From the parking area, follow the climber's trail up the moraine to the Little Athabasca Glacier. Hike up the glacier towards the Silverhorn, staying generally left on the glacier to avoid crevasses and the objective hazard posed by seracs to the west. Just below the Silverhorn, head up and left into the cirque beneath the North Face. The west side of this cirque is threatened by seracs that have been known to release monster ice avalanches, so give them a wide berth, and don't dawdle beneath them.
Up to the Silverhorn the approach follows the North Glacier route. This is a trade route, and in summer there should be a well-beaten path. I'd suggest following it, as the guides who travel it nearly every day do a good job of route setting to avoid the majority of crevasses.
North face route, approach, and significant variations.

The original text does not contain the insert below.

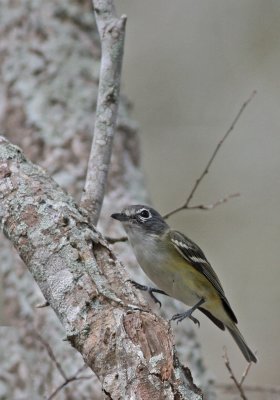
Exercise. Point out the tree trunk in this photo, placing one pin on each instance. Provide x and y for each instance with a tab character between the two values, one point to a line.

Cross the bergschrund where convenient, and head up the face for approximately five pitches of 45-degree ice (or snow, depending on season). You're aiming for a narrow chute in the center of the rock band above. This will become more obvious as you ascend. A short, steep crux is followed by two more pitches in the snow/ice gully above. You top out more or less on the summit. The crux is protected by three fixed pins. There is a fixed pin belay anchor about 20 meters higher in a notch on the right-hand side of the gully.
About 100 feet left of the standard exit through the rock band is another potential exit
involving a short, steep chimney leading to lower angle rock. It is also possible to traverse from the base of this chimney back right across ledges to just above the crux on the standard exit, though in the "right" conditions this is quite a bit more tenuous and difficult than the normal route. Fixed pins on the traverse attest to the fact that more than one party has done this. Not recommended.
Most parties descend via the North Glacier route.
Standard glacier travel gear. Ice tools. Ice screws or pickets, depending on season. 10mm stubbies probably aren't too useful, consider 16-19cm. Warm clothes--you will be in the shade until you reach the summit ridge. A 50m rope is fine, but a longer rope will reduce the number of pitches.